For each system, add to the report: a short explanation (2-3 sentences) justifying the query you designed, screenshots of the query code you run and the output/results from the database.

Q3. [16 points] Venues can be shared as POIs by different users. Here, we want to find out which venues are more attractive than others and at which countries, regions or locations they are. Attractive venues are the ones that are shared by most users (here we also count the same user who shares the same venue multiple times at different timestamps). You need to write and implement the appropriate queries for retrieving the info of the attractive venues by countries and location.

For each system, add to the report: a short explanation (2-3 sentences) justifying the query you designed, screenshots of the query code you run and the output/results from the database.
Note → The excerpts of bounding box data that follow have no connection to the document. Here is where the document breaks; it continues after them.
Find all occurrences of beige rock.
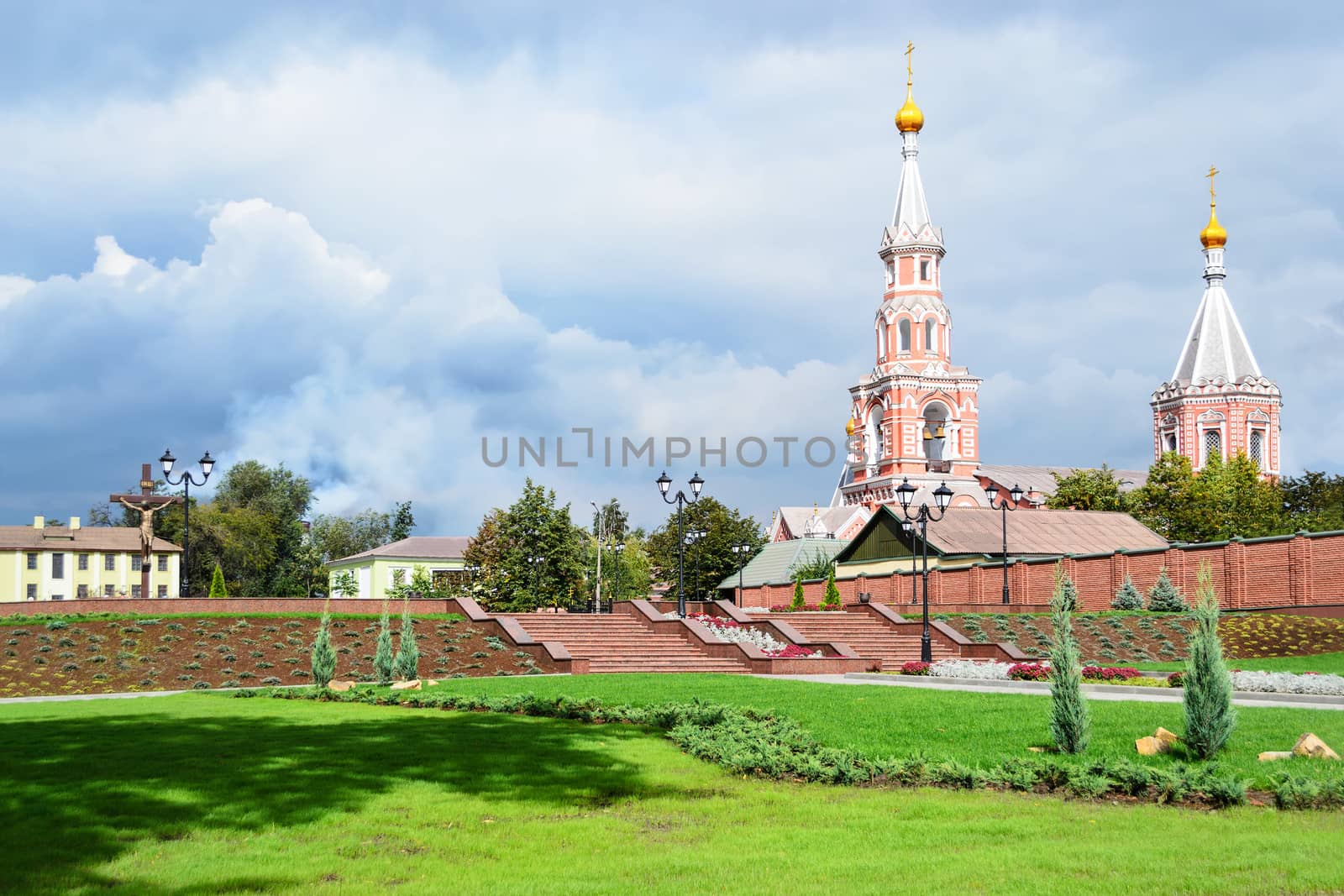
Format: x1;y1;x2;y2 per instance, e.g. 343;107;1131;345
1134;737;1171;757
1293;731;1340;762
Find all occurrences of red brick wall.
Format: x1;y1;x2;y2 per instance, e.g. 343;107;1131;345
742;532;1344;611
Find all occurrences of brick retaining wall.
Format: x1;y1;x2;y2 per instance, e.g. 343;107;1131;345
742;532;1344;612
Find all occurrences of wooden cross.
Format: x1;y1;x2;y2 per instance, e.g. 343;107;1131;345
108;464;181;598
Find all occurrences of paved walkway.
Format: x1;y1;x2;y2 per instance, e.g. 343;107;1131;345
754;672;1344;710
Q4. [12 points] Here we are interested in attaching categories to venues. The category field in the POI.txt file holds values related to subcategories but we want more general custom categories. Specifically, we want to categorize the venues into (‘Restaurant’, ‘Club’, ‘Museum’, ‘Shop’, and ‘Others’) using full text search techniques provided by the database. You need to write and implement the appropriate queries for retrieving the number of venues given a custom category (e.g. ‘Club’).

For each system, add to the report: a short explanation (2-3 sentences) justifying the query you designed, screenshots of the query code you run and the output/results from the database.
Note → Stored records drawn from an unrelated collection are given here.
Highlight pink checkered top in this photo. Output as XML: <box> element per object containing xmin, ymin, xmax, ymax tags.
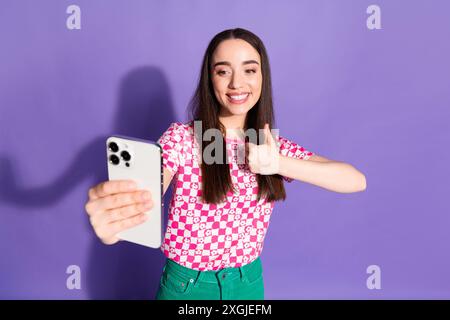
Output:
<box><xmin>158</xmin><ymin>122</ymin><xmax>314</xmax><ymax>271</ymax></box>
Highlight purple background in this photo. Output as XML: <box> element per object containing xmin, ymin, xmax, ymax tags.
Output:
<box><xmin>0</xmin><ymin>0</ymin><xmax>450</xmax><ymax>299</ymax></box>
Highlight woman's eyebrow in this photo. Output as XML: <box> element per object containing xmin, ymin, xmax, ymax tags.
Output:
<box><xmin>214</xmin><ymin>60</ymin><xmax>259</xmax><ymax>67</ymax></box>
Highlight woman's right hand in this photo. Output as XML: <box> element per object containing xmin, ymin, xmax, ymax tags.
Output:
<box><xmin>85</xmin><ymin>180</ymin><xmax>153</xmax><ymax>244</ymax></box>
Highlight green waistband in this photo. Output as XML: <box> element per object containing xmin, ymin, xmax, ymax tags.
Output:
<box><xmin>164</xmin><ymin>257</ymin><xmax>262</xmax><ymax>281</ymax></box>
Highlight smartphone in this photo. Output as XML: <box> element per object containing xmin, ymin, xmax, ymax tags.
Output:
<box><xmin>106</xmin><ymin>135</ymin><xmax>164</xmax><ymax>248</ymax></box>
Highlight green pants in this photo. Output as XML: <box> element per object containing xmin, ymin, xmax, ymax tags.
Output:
<box><xmin>156</xmin><ymin>257</ymin><xmax>264</xmax><ymax>300</ymax></box>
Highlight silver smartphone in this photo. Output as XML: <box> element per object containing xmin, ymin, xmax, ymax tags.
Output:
<box><xmin>106</xmin><ymin>135</ymin><xmax>164</xmax><ymax>248</ymax></box>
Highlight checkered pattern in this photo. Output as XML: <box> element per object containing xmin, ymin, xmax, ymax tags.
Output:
<box><xmin>158</xmin><ymin>122</ymin><xmax>313</xmax><ymax>271</ymax></box>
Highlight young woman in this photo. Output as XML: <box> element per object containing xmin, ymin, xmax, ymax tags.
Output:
<box><xmin>86</xmin><ymin>28</ymin><xmax>366</xmax><ymax>299</ymax></box>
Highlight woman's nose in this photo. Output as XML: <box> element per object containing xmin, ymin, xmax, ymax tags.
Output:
<box><xmin>229</xmin><ymin>73</ymin><xmax>243</xmax><ymax>89</ymax></box>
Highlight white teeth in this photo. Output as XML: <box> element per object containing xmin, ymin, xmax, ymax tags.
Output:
<box><xmin>229</xmin><ymin>93</ymin><xmax>248</xmax><ymax>100</ymax></box>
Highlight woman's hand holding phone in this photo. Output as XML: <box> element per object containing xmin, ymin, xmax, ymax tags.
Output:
<box><xmin>85</xmin><ymin>180</ymin><xmax>153</xmax><ymax>245</ymax></box>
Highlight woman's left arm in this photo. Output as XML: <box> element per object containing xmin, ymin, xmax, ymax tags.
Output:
<box><xmin>278</xmin><ymin>154</ymin><xmax>366</xmax><ymax>193</ymax></box>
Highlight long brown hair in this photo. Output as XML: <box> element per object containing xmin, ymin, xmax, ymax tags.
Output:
<box><xmin>189</xmin><ymin>28</ymin><xmax>286</xmax><ymax>204</ymax></box>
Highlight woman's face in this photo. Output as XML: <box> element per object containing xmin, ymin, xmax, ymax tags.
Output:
<box><xmin>212</xmin><ymin>39</ymin><xmax>262</xmax><ymax>120</ymax></box>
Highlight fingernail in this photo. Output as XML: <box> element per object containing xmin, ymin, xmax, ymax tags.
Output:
<box><xmin>128</xmin><ymin>182</ymin><xmax>136</xmax><ymax>189</ymax></box>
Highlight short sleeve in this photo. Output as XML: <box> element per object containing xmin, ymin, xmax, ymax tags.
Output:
<box><xmin>157</xmin><ymin>122</ymin><xmax>184</xmax><ymax>176</ymax></box>
<box><xmin>278</xmin><ymin>136</ymin><xmax>314</xmax><ymax>182</ymax></box>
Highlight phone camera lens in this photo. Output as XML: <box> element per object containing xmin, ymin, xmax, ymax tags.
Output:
<box><xmin>109</xmin><ymin>154</ymin><xmax>120</xmax><ymax>165</ymax></box>
<box><xmin>120</xmin><ymin>151</ymin><xmax>131</xmax><ymax>161</ymax></box>
<box><xmin>108</xmin><ymin>142</ymin><xmax>119</xmax><ymax>152</ymax></box>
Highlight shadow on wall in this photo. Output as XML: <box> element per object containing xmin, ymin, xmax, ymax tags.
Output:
<box><xmin>0</xmin><ymin>66</ymin><xmax>176</xmax><ymax>299</ymax></box>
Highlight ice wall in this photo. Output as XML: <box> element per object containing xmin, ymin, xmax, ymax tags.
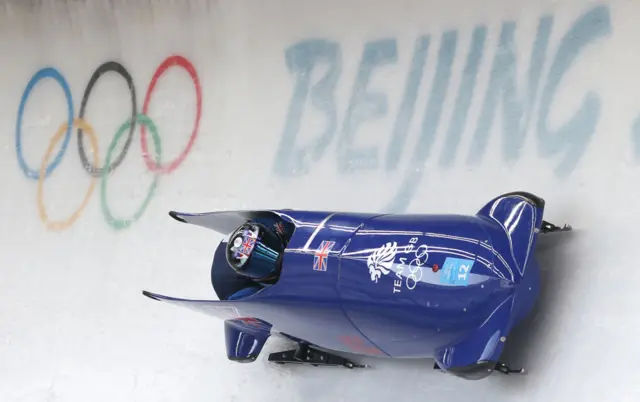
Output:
<box><xmin>0</xmin><ymin>0</ymin><xmax>640</xmax><ymax>401</ymax></box>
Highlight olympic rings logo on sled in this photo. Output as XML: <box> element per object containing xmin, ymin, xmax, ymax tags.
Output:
<box><xmin>16</xmin><ymin>55</ymin><xmax>202</xmax><ymax>230</ymax></box>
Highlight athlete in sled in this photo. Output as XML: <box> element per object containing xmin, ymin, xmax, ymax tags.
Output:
<box><xmin>143</xmin><ymin>192</ymin><xmax>571</xmax><ymax>379</ymax></box>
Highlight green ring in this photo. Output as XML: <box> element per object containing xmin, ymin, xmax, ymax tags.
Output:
<box><xmin>100</xmin><ymin>113</ymin><xmax>162</xmax><ymax>230</ymax></box>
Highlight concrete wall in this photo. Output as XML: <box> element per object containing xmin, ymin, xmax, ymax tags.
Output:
<box><xmin>0</xmin><ymin>0</ymin><xmax>640</xmax><ymax>401</ymax></box>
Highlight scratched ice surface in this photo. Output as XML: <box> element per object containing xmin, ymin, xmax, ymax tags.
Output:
<box><xmin>0</xmin><ymin>0</ymin><xmax>640</xmax><ymax>402</ymax></box>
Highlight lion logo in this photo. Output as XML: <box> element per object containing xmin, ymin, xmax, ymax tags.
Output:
<box><xmin>367</xmin><ymin>242</ymin><xmax>398</xmax><ymax>283</ymax></box>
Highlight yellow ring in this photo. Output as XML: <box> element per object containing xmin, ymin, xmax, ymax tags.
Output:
<box><xmin>37</xmin><ymin>119</ymin><xmax>100</xmax><ymax>231</ymax></box>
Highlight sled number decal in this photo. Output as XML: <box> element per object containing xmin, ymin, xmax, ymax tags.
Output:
<box><xmin>440</xmin><ymin>257</ymin><xmax>474</xmax><ymax>286</ymax></box>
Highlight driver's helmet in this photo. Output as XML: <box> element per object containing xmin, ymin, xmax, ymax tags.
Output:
<box><xmin>226</xmin><ymin>222</ymin><xmax>284</xmax><ymax>281</ymax></box>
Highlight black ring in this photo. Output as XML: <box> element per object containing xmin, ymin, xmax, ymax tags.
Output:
<box><xmin>78</xmin><ymin>61</ymin><xmax>138</xmax><ymax>177</ymax></box>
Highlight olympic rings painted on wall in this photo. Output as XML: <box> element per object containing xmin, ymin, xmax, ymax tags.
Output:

IV. Performance Analysis & Visualization [16 points +10 extra]

A. Create a Summary Table: [10 points] Create a table with rows for each database (MongoDB, PostgreSQL, Citus, ScyllaDB) and columns for each task (Q1, Q2, Q3, Q4). Populate it with the average times you measured.
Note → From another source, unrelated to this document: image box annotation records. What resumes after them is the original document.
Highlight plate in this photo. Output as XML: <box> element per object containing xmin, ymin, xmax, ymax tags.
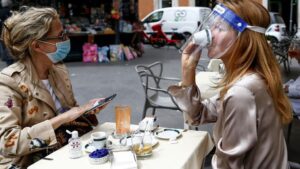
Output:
<box><xmin>121</xmin><ymin>133</ymin><xmax>158</xmax><ymax>147</ymax></box>
<box><xmin>154</xmin><ymin>128</ymin><xmax>181</xmax><ymax>140</ymax></box>
<box><xmin>83</xmin><ymin>143</ymin><xmax>96</xmax><ymax>153</ymax></box>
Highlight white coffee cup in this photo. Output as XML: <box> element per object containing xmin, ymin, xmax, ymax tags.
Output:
<box><xmin>90</xmin><ymin>131</ymin><xmax>107</xmax><ymax>149</ymax></box>
<box><xmin>192</xmin><ymin>29</ymin><xmax>212</xmax><ymax>48</ymax></box>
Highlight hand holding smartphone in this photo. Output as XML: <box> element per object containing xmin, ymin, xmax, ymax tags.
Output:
<box><xmin>84</xmin><ymin>94</ymin><xmax>117</xmax><ymax>114</ymax></box>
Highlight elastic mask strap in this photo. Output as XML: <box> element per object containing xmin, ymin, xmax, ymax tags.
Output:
<box><xmin>38</xmin><ymin>40</ymin><xmax>56</xmax><ymax>46</ymax></box>
<box><xmin>213</xmin><ymin>3</ymin><xmax>266</xmax><ymax>34</ymax></box>
<box><xmin>246</xmin><ymin>25</ymin><xmax>266</xmax><ymax>34</ymax></box>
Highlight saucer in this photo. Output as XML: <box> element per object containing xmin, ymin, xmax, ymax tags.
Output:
<box><xmin>83</xmin><ymin>143</ymin><xmax>106</xmax><ymax>153</ymax></box>
<box><xmin>120</xmin><ymin>135</ymin><xmax>158</xmax><ymax>147</ymax></box>
<box><xmin>154</xmin><ymin>128</ymin><xmax>181</xmax><ymax>140</ymax></box>
<box><xmin>83</xmin><ymin>143</ymin><xmax>96</xmax><ymax>153</ymax></box>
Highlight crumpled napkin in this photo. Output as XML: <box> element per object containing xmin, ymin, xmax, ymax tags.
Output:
<box><xmin>111</xmin><ymin>151</ymin><xmax>138</xmax><ymax>169</ymax></box>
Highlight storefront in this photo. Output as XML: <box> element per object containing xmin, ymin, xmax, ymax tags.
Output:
<box><xmin>21</xmin><ymin>0</ymin><xmax>139</xmax><ymax>61</ymax></box>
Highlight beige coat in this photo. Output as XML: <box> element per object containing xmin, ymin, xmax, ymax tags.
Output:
<box><xmin>0</xmin><ymin>58</ymin><xmax>82</xmax><ymax>169</ymax></box>
<box><xmin>169</xmin><ymin>74</ymin><xmax>289</xmax><ymax>169</ymax></box>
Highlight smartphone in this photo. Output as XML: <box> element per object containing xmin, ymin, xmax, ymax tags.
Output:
<box><xmin>85</xmin><ymin>94</ymin><xmax>117</xmax><ymax>113</ymax></box>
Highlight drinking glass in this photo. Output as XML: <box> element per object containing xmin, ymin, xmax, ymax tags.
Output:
<box><xmin>115</xmin><ymin>105</ymin><xmax>131</xmax><ymax>137</ymax></box>
<box><xmin>131</xmin><ymin>131</ymin><xmax>152</xmax><ymax>157</ymax></box>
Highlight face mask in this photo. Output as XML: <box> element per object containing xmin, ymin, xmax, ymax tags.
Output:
<box><xmin>41</xmin><ymin>39</ymin><xmax>71</xmax><ymax>63</ymax></box>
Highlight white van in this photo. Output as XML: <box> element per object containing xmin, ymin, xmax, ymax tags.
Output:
<box><xmin>142</xmin><ymin>7</ymin><xmax>211</xmax><ymax>36</ymax></box>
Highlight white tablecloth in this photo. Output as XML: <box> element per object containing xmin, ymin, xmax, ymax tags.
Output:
<box><xmin>196</xmin><ymin>71</ymin><xmax>222</xmax><ymax>99</ymax></box>
<box><xmin>28</xmin><ymin>123</ymin><xmax>214</xmax><ymax>169</ymax></box>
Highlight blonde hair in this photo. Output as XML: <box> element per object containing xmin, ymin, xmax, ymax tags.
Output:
<box><xmin>1</xmin><ymin>7</ymin><xmax>59</xmax><ymax>60</ymax></box>
<box><xmin>221</xmin><ymin>0</ymin><xmax>292</xmax><ymax>124</ymax></box>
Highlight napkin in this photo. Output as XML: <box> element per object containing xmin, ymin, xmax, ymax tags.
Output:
<box><xmin>111</xmin><ymin>151</ymin><xmax>137</xmax><ymax>169</ymax></box>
Add to the report: screenshots of the script with its output for each system. Add to the report a table with the following structure.

Database	Q1	Q2	Q3	Q4	Database Setup	CPU cores allocated	Main Memory usage
PostgreSQL	??	??	??	??	A single server	??	?? GiB
Citus Data	??	??	??	??	A cluster of ?? nodes	??	?? GiB
ScyllaDB	??	??	??	??	A cluster of ?? nodes	??	?? GiB
MongoDB	??	??	??	??	A replica set of ?? nodes	??	?? GiB

B. Create a Visualization: [6 points] Generate a bar chart or a series of bar charts comparing the performance of the four databases across the five analytical queries.

Add to the report all figures of the charts with required annotations.

C. Analyze: [10 points] Based on your results, write a concise analysis (1-2 paragraphs) for each query, explaining why a particular database performed well or poorly. Reference your data models, indexing strategies, and the fundamental architectural differences of each system.

Add to the report your analysis attached with screenshots when needed.

It is not allowed to use AI tools here to generate or analyze your results. You must write the analysis text using your own words based on your understanding. The originality in your text will be checked.

References

https://www.postgresqltutorial.com/
https://pandas.pydata.org/docs/index.html
https://foursquare.com
https://memgraph.com/
https://www.mongodb.com/
https://neo4j.com
https://cassandra.apache.org
Foursquare Datasets
Dingqi Yang, Bingqing Qu, Jie Yang, Philippe Cudre-Mauroux, Revisiting User Mobility and Social Relationships in LBSNs: A Hypergraph Embedding Approach, In Proc. of The Web Conference (WWW’19). May. 2019, San Francisco, USA.
Dingqi Yang, Bingqing Qu, Jie Yang, Philippe Cudre-Mauroux, LBSN2Vec++: Heterogeneous Hypergraph Embedding for Location-Based Social Networks, IEEE Transactions on Knowledge and Data Engineering (TKDE), 2020.